J'ai ce problème depuis mai 2005.

L'affichage est bizarre seulement pour la vérification des partitions et ensuite tout est correct.

Ma Gentoo roule nickel, alors je m'en fait pas avec ça  :Smile: 

----------

## xaviermiller

ceci est du au fait que le script "consolefont" est lancé après "checkfs", alors que la variable LANG est déjà active  :Wink: 

----------

## d2_racing

Alors. est-ce qu'il y a une solution ?

----------

## gglaboussole

 *MickTux wrote:*   

>  *geekounet wrote:*   Tu peux soit passer tes locales système en anglais, comme ça plus d'accents, ou soit utiliser le baselayout 2.0 qui setup les consoles dés le début de l'init 
> 
> Enfin ya ptêt d'autres solutions aussi ... 
> 
> Salut, je sais que cela a été expliqué dans le forum; mais je ne retrouve plus le poste :/ désolé. On fait comment déjà pour avoir le desktop en français et le système (console, init etc manpages....) en englais s'il vous plaît.

 

je crois que c'est ce post là :

https://forums.gentoo.org/viewtopic-t-392466-highlight-locales+systeme.html

mais moi je suis un mec chi...  :Very Happy:   j'veux tout en français et des accents partout !!! 

@d2_racing : oui je suis d'accord avec toi,je l'ai dit plus haut, c'est vraiment un problème mineur mais je suis perfectionniste   :Wink: 

@xavierMiller: donc pas moyen sans baselayout 2.0 ??

Merci en tous cas pour vos réponses et retours

----------

## GentooUser@Clubic

Faudrait voir si setfont et unicode_start ont besoin d'écrire sur le disque.
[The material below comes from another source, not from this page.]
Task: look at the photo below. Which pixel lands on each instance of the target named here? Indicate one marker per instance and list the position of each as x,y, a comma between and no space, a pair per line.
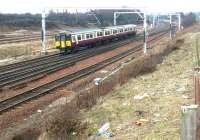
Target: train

Si ce n'est pas le cas on dois pouvoir faire un "mini-consolefont" qui démarre avant checkfs

----------

## CryoGen

 *Pixys wrote:*   

>  *CryoGen wrote:*   Bon ben je suis passé en baselayout2 
> 
> Pas de problèmes majeurs , juste du éditer mon grub pour virer le splash et refaire le lien net.eth0 -> net.lo 
> 
> désolé de "polluer" le post initiale mais en passant j'ai qqlq questions: ya une incompatbilité entre baselayout 2 et le splash ? (remarque ça expliquerai pourquoi je reste figé sur mon magnifique thème... nan c'est pas un kernel panic hein!! c'est juste qu'il veut pas avancer c'est tout   ) et entre baselayout 2 et reiser4 ?

 

J'ai un peu chercher mais j'ai rien trouvé de probant pour le splash et baselayout2 :/ Je pensais que plus de personnes que ca l'aurait unmasker   :Twisted Evil: 

----------

## geekounet

 *GentooUser@Clubic wrote:*   

> Faudrait voir si setfont et unicode_start ont besoin d'écrire sur le disque.
> 
> Si ce n'est pas le cas on dois pouvoir faire un "mini-consolefont" qui démarre avant checkfs

 

Ce que le baselayout 2.0 fait de base justement  :Smile: 

EDIT : d'ailleurs ça m'étonne, il setup ma fonte alors que /usr est pas encore monté ...

----------

## Pixys

 *CryoGen wrote:*   

>  *Pixys wrote:*    *CryoGen wrote:*   Bon ben je suis passé en baselayout2 
> 
> Pas de problèmes majeurs , juste du éditer mon grub pour virer le splash et refaire le lien net.eth0 -> net.lo 
> 
> désolé de "polluer" le post initiale mais en passant j'ai qqlq questions: ya une incompatbilité entre baselayout 2 et le splash ? (remarque ça expliquerai pourquoi je reste figé sur mon magnifique thème... nan c'est pas un kernel panic hein!! c'est juste qu'il veut pas avancer c'est tout   ) et entre baselayout 2 et reiser4 ? 
> ...

 

ouai moi j'ai pas mal chercher, j'ai rapidement vu qu'il fallait peut-être mettre l'option "rw" dans le grub.conf pour que ça passe au niveau du reiser4 (à vérifier). J'en dis pas plus, j'ouvre un thread spécifique.

----------

## GentooUser@Clubic

 *geekounet wrote:*   

>  *GentooUser@Clubic wrote:*   Faudrait voir si setfont et unicode_start ont besoin d'écrire sur le disque.
> 
> Si ce n'est pas le cas on dois pouvoir faire un "mini-consolefont" qui démarre avant checkfs 
> 
> Ce que le baselayout 2.0 fait de base justement 
> ...

 

Je crois avoir vu en survolant le rc-script qu'il garde des trucs en cache dans /var.Last edited by GentooUser@Clubic on Wed Oct 10, 2007 9:58 pm; edited 1 time in total

----------

## geekounet

 *GentooUser@Clubic wrote:*   

>  *geekounet wrote:*    *GentooUser@Clubic wrote:*   Faudrait voir si setfont et unicode_start ont besoin d'écrire sur le disque.
> 
> Si ce n'est pas le cas on dois pouvoir faire un "mini-consolefont" qui démarre avant checkfs 
> 
> Ce que le baselayout 2.0 fait de base justement 
> ...

 

Mon /var est séparé aussi  :Wink: 

----------